There are many in the entertainment press who are framing this whole horrific collision of just causes as if it only mattered whether or not Parker’s progress toward the Oscars will be derailed. That is like talking about retired NFL players with permanent brain damage as having a potential deleterious effect on beer sales at NFL stadiums.
There is no place here for anyone of good will to stand in the collision brought to us by Parker’s “Birth of a Nation.” Righteousness is intrinsic to both sides.
The newer side is the increasingly prominent claims of a “rape culture” which is becoming more undeniable with each passing week. All the old sexual assumptions are collapsing in the spotlight. The Internet is bringing on a new kind of “history written with lightning.”
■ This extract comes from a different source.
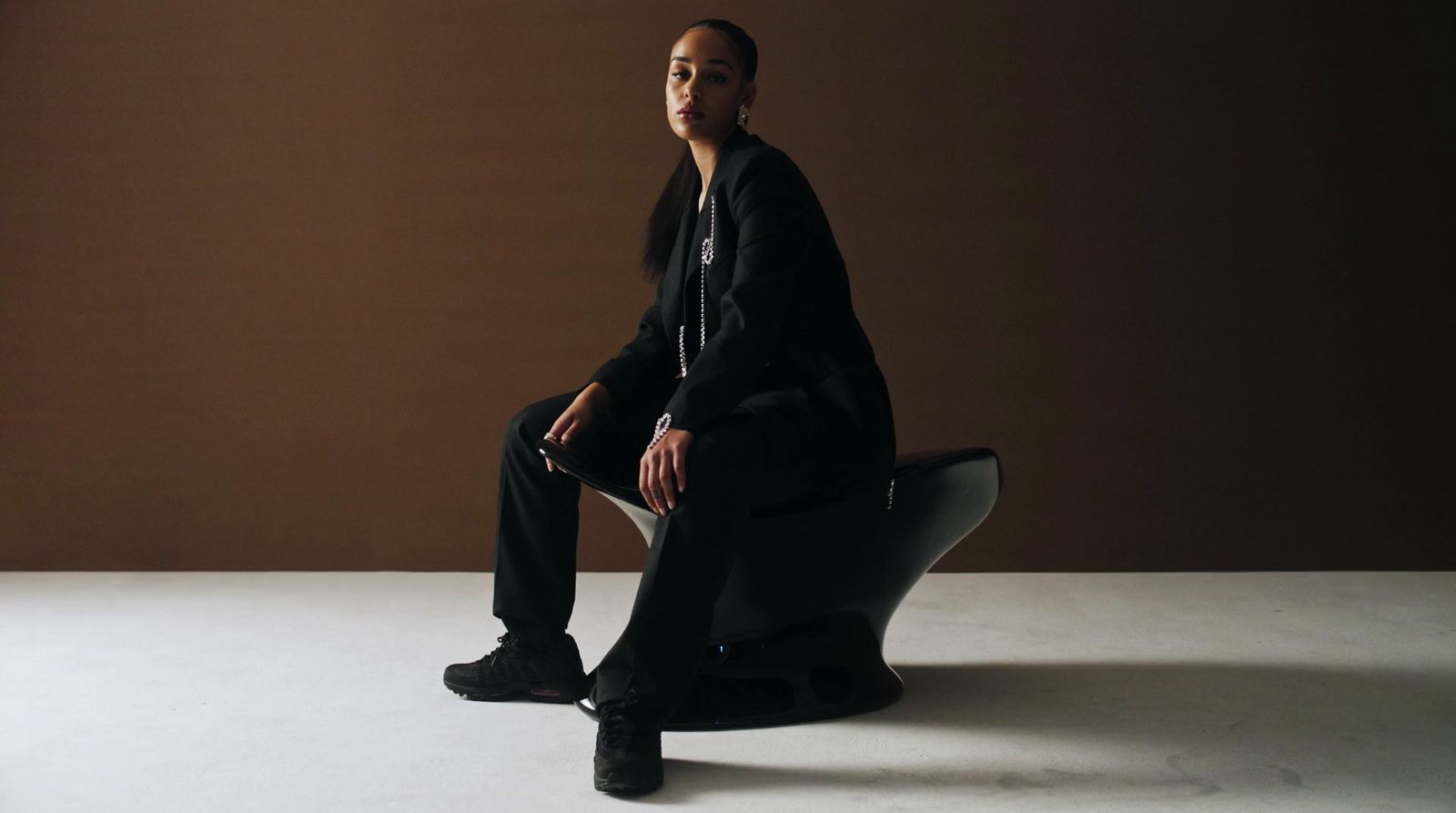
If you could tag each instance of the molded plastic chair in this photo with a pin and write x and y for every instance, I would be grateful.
(798, 630)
What all decent people have to grant is that it’s as far from grand as it once was in American culture to see Griffith’s seminal glorification of those with hoods and white sheets.
TEMPO VS. CONTENT
It is wrong to equate accusation with conviction. But those putting the spotlight on “rape culture” are never going to back off from their position that in a male-dominated America, every way to evade responsibility for sexual abuse has been exploited for decades. It is hard to argue that the spotlight is long overdue for shining in a lot of places where it was never permitted before.
The bigger thing to acknowledge is how many areas of sports and entertainment presume access to sex and willing women to be a natural professional perk. We have all been looking at those things the same way for so long that it’s impossible for many to see the ugliness that should now be obvious.
Fifteen years ago, liberals would have told you: 1) it would be 50 years at least before we’d see a black president; 2) same sex marriage would take just as long to arrive and 3) legalization of recreational pot was just as unlikely.
In the sickening collision of two just causes awakened by “Birth of a Nation,” which one should give first?
There is no way to discuss that as a substantive issue. There is only the tempo of change. It is going to happen. It already is.
The burden, though, of sympathy is probably now on those unwilling to allow change to be slow. In the Internet Age, speed of access is immediate.
If only human beings were built to change that radically, that quickly.